Alexander Zoltai, whose blog (Notes from an Alien) and encouragement have come to mean a lot to this writer, suggested that it might be interesting to take a closer look at the subject of yesterday’s post: the hyper-focused rewrite I’ve been doing on the work in progress.
Hyper-focus at this stage of the work is two exercises in one. The first is like painting from two-inches away from the canvas. The big picture is hidden by proximity. Everything is close-in. The close view asks us to examine every brush stroke and color choice, every minute expressing of word and rhythm and punctuation.
Now the second exercise, the opposite number to the first. The rewrite also asks for a longer view; to answer questions of flow and pace. Does the story move? Does it demand the turn of the page? Does each thing that happens make the next one stronger?
Rewrites can race, as the beginning of this book did. And they can slog, as this effort is. Each thing we do suggests more that needs doing. Hyper-focus is backward/forward land.
The example that’s driving me now: A middle-of-the-night inspiration suggested that I move a section, not much longer than five paragraphs, much of it dialog. The character is making a decision that will eventually change everyone’s lives, and his most of all—although we don’t know that yet. It’s a perfectly good section where it is, as it is; it sets us up for the events to come. Buuuuuuut….
Move the section and a sleekness appears.
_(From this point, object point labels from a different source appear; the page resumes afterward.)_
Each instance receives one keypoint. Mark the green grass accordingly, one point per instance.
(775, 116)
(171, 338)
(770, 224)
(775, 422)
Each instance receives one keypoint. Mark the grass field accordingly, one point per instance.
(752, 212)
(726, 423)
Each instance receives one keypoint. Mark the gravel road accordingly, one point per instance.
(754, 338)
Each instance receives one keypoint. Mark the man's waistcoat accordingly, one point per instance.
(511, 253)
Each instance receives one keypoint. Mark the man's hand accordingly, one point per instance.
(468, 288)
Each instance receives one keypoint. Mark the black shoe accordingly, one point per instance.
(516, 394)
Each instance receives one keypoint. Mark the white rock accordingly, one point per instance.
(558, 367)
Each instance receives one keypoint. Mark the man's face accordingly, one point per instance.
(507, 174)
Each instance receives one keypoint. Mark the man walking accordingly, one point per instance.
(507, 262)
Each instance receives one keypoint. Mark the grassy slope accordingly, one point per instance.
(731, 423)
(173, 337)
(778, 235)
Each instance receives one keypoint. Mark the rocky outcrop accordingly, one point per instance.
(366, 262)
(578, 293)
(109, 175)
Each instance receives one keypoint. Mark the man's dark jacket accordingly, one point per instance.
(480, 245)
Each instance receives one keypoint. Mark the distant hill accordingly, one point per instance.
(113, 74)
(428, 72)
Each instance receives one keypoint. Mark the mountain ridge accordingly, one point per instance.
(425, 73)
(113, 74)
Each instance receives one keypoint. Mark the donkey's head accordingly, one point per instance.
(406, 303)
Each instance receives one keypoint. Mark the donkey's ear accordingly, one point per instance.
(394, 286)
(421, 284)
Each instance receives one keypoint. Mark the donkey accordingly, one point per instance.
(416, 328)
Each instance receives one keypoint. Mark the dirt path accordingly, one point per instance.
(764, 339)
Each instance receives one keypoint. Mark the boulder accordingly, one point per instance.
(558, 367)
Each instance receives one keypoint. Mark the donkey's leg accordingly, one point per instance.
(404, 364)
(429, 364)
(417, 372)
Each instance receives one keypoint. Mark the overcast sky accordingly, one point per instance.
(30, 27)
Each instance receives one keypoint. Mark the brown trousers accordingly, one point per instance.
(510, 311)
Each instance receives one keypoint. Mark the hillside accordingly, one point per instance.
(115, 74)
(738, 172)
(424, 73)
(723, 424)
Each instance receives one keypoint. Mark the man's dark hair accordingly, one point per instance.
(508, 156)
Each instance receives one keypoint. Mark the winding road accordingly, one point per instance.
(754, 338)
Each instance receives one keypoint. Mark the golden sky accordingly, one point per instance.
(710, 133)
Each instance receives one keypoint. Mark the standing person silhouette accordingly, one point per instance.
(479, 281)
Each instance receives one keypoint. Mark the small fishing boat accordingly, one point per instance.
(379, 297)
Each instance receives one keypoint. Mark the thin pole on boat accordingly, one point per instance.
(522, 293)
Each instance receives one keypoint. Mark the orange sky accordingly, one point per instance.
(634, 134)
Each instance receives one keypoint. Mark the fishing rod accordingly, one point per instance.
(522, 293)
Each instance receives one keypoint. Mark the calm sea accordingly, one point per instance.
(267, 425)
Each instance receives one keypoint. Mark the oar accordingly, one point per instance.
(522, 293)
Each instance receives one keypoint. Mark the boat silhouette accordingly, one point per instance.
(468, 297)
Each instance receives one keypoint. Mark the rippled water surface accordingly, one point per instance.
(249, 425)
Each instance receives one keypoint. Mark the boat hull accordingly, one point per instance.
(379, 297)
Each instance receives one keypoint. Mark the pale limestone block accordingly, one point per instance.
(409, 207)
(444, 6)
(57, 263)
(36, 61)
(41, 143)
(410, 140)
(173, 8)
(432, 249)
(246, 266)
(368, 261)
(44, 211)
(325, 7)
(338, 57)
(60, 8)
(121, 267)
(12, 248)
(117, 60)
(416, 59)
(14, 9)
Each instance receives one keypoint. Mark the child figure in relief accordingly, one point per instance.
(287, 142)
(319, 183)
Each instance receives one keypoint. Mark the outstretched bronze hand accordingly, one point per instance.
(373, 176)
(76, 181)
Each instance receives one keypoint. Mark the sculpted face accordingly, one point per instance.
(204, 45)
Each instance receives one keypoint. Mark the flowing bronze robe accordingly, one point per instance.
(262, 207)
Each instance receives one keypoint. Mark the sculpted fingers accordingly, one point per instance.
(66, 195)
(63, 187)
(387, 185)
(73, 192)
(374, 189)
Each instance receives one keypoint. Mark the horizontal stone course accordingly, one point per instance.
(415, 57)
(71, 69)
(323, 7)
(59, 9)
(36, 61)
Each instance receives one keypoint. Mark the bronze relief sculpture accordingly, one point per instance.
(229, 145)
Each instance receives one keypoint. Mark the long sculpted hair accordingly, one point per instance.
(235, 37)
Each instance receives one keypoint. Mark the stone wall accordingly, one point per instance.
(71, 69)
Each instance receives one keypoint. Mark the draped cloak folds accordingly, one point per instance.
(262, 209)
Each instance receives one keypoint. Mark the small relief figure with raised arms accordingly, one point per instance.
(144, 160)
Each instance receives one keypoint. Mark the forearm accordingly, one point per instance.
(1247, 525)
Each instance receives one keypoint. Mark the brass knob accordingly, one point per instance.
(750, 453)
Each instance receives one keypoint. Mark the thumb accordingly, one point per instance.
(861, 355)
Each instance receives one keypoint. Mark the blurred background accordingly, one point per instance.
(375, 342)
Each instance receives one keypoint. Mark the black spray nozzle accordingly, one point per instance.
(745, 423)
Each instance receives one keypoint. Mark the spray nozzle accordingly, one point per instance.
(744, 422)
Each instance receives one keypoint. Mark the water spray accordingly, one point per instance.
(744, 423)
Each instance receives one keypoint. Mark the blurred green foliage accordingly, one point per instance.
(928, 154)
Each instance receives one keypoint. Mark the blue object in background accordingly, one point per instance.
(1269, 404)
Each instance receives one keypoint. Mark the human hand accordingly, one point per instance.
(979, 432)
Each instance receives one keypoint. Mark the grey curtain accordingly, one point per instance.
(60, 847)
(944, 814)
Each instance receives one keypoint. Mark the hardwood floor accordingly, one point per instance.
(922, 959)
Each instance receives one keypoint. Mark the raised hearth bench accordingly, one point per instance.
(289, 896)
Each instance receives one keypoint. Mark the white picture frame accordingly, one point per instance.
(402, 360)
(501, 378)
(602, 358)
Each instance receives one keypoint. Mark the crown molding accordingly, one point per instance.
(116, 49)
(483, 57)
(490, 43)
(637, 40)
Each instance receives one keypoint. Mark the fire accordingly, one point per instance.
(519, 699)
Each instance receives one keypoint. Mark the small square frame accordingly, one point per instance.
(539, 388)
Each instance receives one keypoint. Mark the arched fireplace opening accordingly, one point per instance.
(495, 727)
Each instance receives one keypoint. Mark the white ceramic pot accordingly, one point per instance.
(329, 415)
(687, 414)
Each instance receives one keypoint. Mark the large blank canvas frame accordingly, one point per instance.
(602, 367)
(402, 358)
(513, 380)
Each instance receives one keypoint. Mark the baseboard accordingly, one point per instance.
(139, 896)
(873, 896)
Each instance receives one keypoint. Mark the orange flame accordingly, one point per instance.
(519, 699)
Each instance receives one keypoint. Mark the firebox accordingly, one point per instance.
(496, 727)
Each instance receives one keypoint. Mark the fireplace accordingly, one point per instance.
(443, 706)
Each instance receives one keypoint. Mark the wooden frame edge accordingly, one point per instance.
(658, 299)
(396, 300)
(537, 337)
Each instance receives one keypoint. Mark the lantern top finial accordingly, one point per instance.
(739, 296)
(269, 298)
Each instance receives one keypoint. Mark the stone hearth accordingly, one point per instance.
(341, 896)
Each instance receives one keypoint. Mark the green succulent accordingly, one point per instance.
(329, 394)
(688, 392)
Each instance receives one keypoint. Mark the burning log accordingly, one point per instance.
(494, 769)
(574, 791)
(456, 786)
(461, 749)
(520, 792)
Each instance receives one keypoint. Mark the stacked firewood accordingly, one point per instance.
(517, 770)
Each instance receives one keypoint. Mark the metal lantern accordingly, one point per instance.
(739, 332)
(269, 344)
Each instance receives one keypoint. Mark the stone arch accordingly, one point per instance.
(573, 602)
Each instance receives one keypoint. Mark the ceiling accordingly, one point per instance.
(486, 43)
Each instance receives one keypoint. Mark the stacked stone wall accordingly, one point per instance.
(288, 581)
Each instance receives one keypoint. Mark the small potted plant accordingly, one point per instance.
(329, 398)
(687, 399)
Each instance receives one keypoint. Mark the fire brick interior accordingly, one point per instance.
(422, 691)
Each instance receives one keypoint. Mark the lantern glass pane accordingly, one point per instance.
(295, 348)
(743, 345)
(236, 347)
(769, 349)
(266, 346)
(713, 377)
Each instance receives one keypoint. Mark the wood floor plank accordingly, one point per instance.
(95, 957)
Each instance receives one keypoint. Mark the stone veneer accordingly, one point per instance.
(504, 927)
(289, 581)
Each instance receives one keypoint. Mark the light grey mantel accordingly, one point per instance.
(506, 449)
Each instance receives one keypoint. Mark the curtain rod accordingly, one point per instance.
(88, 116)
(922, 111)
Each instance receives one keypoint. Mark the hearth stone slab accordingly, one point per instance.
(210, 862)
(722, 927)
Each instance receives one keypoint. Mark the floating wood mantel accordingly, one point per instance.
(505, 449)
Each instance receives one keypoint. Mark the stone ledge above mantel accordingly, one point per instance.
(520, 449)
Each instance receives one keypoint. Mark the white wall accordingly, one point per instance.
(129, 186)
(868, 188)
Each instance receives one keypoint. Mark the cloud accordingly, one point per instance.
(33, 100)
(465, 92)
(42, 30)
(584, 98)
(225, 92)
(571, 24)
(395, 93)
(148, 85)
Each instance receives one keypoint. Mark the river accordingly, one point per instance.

Events occur with an impetus that is natural to them. A mood, a critical mass of emotion, appears. The necessary plot point that was a digression in its old home now helps our pace.
Except one can’t tell whether the move will work until its actually done. So we move the house, its foundation, its scaffolding…and THEN we see whether the change is appealing. Yikes.
This is how we think when we work. Perhaps more interesting (and more to Alexander’s point) will be the sharing of an original paragraph, then its rewrite and the reasons for the change. Let me get thinking on it. Stay tuned.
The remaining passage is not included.